Colaboração para o UOL, no Rio de Janeiro

02/03/2023 10h14Atualizada em 02/03/2023 15h49

A moradora do Leblon, zona sul do Rio de Janeiro, que aparece em um vídeo destratando um entregador de aplicativo, foi banida do iFood após a repercussão do caso. Nas imagens, Ana Fefer, 40, aparece transtornada e se nega a dar o código da compra para receber o produto e chega a pedir a presença da polícia no local.

"Eu fiquei até aliviado, porque vai diminuir o risco de um entregador sofrer a mesma coisa que eu sofri ou algo pior. Achei bem justa a decisão de bloquear do aplicativo", diz o entregador Breno Caetano, 18, ao UOL.

"Achei justo, mas infelizmente ela ainda pode pedir por outras contas. Tomara que nenhum entregador passe pelo que eu passei", diz o morador de Santa Marta, comunidade da zona sul do Rio, que trabalha com entregas para o iFood e o Box Delivery com sua bicicleta.

O iFood informou a decisão de bloqueio nesta quarta-feira (1), três dias após o ocorrido. A reportagem entrou em contato com Ana através de mensagem de texto, mas não houve resposta sobre o bloqueio e nem sobre a confusão com o entregador. Este espaço será atualizado caso haja manifestação.

Relembre o caso:

Na noite de domingo (26), por volta das 20h30, em um prédio na rua Conde de Bernadotte, a mulher teve que ir até a portaria para buscar o sorvete que havia comprado, mas se negou a passar o código de compra ao entregador, exigência do aplicativo.

"Abriu o produto e não me deu o código. Você está roubando.
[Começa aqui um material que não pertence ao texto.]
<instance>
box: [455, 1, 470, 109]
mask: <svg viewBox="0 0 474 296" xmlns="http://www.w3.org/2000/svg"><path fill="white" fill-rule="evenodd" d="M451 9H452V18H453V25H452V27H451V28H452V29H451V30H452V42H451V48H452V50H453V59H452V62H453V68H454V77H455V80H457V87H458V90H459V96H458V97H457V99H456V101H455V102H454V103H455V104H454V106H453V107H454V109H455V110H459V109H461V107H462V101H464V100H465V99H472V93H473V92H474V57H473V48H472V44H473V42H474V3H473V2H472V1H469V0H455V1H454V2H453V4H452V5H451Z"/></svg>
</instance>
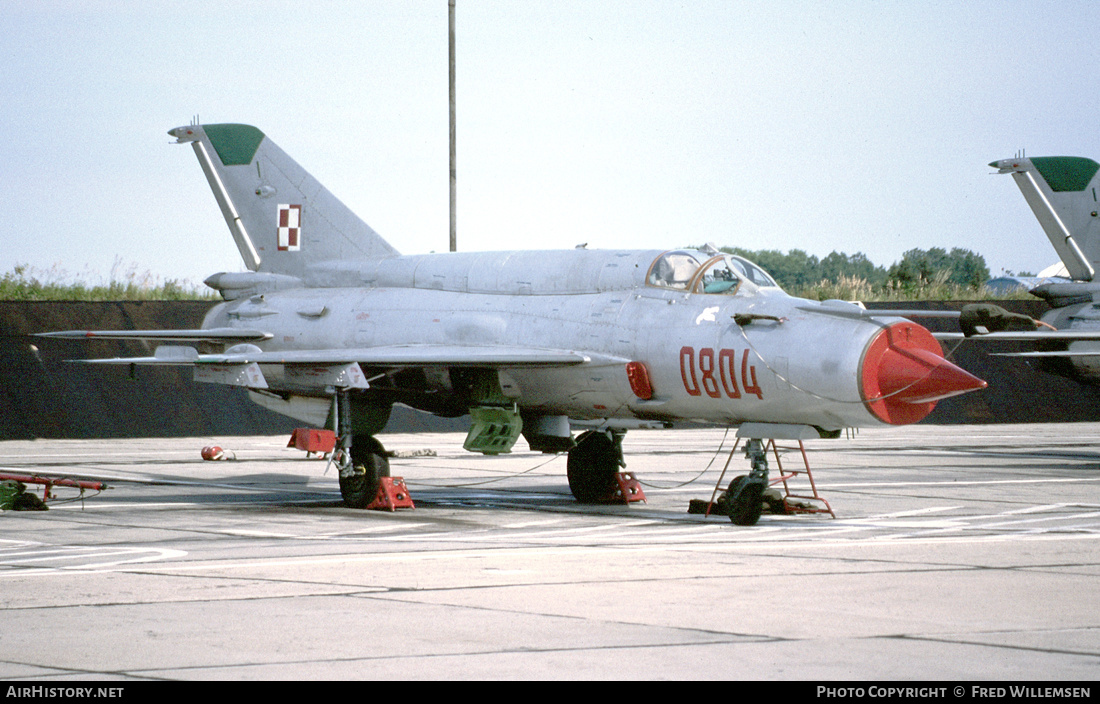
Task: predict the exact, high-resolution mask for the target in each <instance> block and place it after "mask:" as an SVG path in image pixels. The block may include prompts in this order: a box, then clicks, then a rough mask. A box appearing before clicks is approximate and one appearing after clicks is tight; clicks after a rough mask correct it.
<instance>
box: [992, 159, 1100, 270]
mask: <svg viewBox="0 0 1100 704" xmlns="http://www.w3.org/2000/svg"><path fill="white" fill-rule="evenodd" d="M990 166H992V167H993V168H997V169H998V173H1001V174H1012V178H1013V179H1015V182H1016V185H1018V186H1019V187H1020V191H1021V193H1022V194H1023V195H1024V199H1025V200H1026V201H1027V205H1029V206H1031V209H1032V212H1034V213H1035V217H1036V218H1037V219H1038V222H1040V224H1041V226H1042V227H1043V231H1044V232H1046V237H1047V239H1049V240H1051V244H1053V245H1054V250H1055V252H1057V253H1058V256H1059V257H1060V259H1062V263H1063V264H1065V265H1066V271H1067V272H1069V275H1070V276H1071V277H1073V278H1075V279H1077V281H1092V278H1093V276H1095V275H1096V267H1097V266H1100V215H1098V213H1100V199H1098V189H1100V175H1098V172H1100V164H1097V163H1096V162H1093V161H1092V160H1090V158H1085V157H1080V156H1036V157H1033V158H1025V157H1021V158H1007V160H1001V161H999V162H993V163H991V164H990Z"/></svg>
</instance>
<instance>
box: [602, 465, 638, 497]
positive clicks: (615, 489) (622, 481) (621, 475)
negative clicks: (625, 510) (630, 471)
mask: <svg viewBox="0 0 1100 704" xmlns="http://www.w3.org/2000/svg"><path fill="white" fill-rule="evenodd" d="M615 482H616V488H614V489H612V492H610V493H609V494H607V496H605V497H604V498H603V499H602V500H599V502H598V503H601V504H631V503H634V502H645V500H646V493H645V492H643V491H641V483H639V482H638V480H637V478H636V477H635V475H634V472H618V473H616V474H615Z"/></svg>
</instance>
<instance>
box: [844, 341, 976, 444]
mask: <svg viewBox="0 0 1100 704" xmlns="http://www.w3.org/2000/svg"><path fill="white" fill-rule="evenodd" d="M860 377H861V378H860V381H861V393H862V396H864V403H865V404H866V405H867V408H868V409H869V410H870V411H871V412H872V414H873V415H875V416H876V417H877V418H879V419H880V420H882V421H883V422H888V423H891V425H905V423H911V422H916V421H919V420H921V419H922V418H924V417H925V416H927V415H928V414H930V412H932V409H933V408H934V407H935V405H936V401H938V400H941V399H944V398H949V397H952V396H958V395H959V394H965V393H967V392H972V390H977V389H979V388H986V386H987V385H988V384H987V383H986V382H983V381H982V379H980V378H978V377H977V376H975V375H974V374H970V373H969V372H967V371H966V370H963V368H960V367H958V366H956V365H955V364H953V363H950V362H948V361H947V360H946V359H944V354H943V351H942V350H941V348H939V342H937V341H936V339H935V338H933V337H932V333H931V332H928V331H927V330H926V329H925V328H924V327H922V326H919V324H916V323H915V322H911V321H909V320H905V321H901V322H895V323H893V324H891V326H890V327H889V328H886V329H883V330H881V331H880V332H879V333H878V334H877V335H876V337H875V338H873V339H872V340H871V343H870V345H868V348H867V352H865V354H864V363H862V371H861V374H860Z"/></svg>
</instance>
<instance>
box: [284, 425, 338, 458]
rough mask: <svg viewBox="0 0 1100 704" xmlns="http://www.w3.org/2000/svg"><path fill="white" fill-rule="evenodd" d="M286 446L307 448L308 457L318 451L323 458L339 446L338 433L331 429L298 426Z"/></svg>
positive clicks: (298, 449)
mask: <svg viewBox="0 0 1100 704" xmlns="http://www.w3.org/2000/svg"><path fill="white" fill-rule="evenodd" d="M286 447H288V448H295V449H297V450H305V451H306V456H309V455H310V454H312V453H313V452H318V453H320V455H321V456H322V458H323V456H326V455H327V454H328V453H329V452H332V450H333V449H334V448H335V447H337V433H335V432H333V431H331V430H316V429H313V428H296V429H295V431H294V434H292V436H290V442H288V443H287V444H286Z"/></svg>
Você não vai levar o produto", diz Breno Caetano, enquanto filmava a cena. "Você não é obrigado a subir e eu não sou obrigada a te dar código nenhum, pronto, simples assim", disse Ana.

Durante a confusão, um porteiro aparece e os dois envolvidos pedem para que ele chame a polícia. Em seguida, Ana pega o sorvete, entra no elevador e impede que o entregador a siga, usando tom de deboche.

O entregador acionou a Polícia Militar e registrou a ocorrência. Ana fez um boletim online, mas não quis fazer uma representação judicial contra Breno.

Em seu depoimento, ela diz que se negou a dar o código e disse que daria apenas para o supervisor de Breno. Em seguida, ela relata que teve sua propriedade privada invadida e foi caluniada, já que o pedido estava pago pelo aplicativo. Ana também conta que foi agarrada pelo entregador: "Ele me agarra com força para que eu não entre no elevador. Ele me segura sem meu consentimento", diz a mulher no depoimento.

Em nota, o iFood disse que "o código de validação de entrega é uma medida de segurança tanto para os clientes como para os entregadores". "O código deve ser passado pelos clientes ao entregador no momento da entrega do pedido, e desta forma é registrada que a compra foi realmente entregue e os entregadores são autorizados a dar a sacola para os clientes". Segundo a empresa, "caso o cliente se recuse a fornecer o código, o entregador deve acionar o atendimento via chat, que fornecerá as instruções necessárias para que o pedido seja concluído corretamente no app iFood para Entregadores".

Breno disse que essa foi a primeira vez que foi destratado em uma entrega. Após a repercussão do caso, ele passou a receber a solidariedade de várias pessoas e escutou diversos relatos de outros entregadores que esse tipo de situação acontece com frequência.

"Fiquei sem palavras, sem reação e com medo. Foram quase três horas resolvendo isso, poderia estar trabalhando, fazendo dinheiro. Não conheço essa pessoa, tenho família, trabalho em outros aplicativos, as vezes fico virado, passo o dia todo na rua, quero conquistar as minhas coisas, fazer minha faculdade, e essas coisas desanimam", lamenta Breno.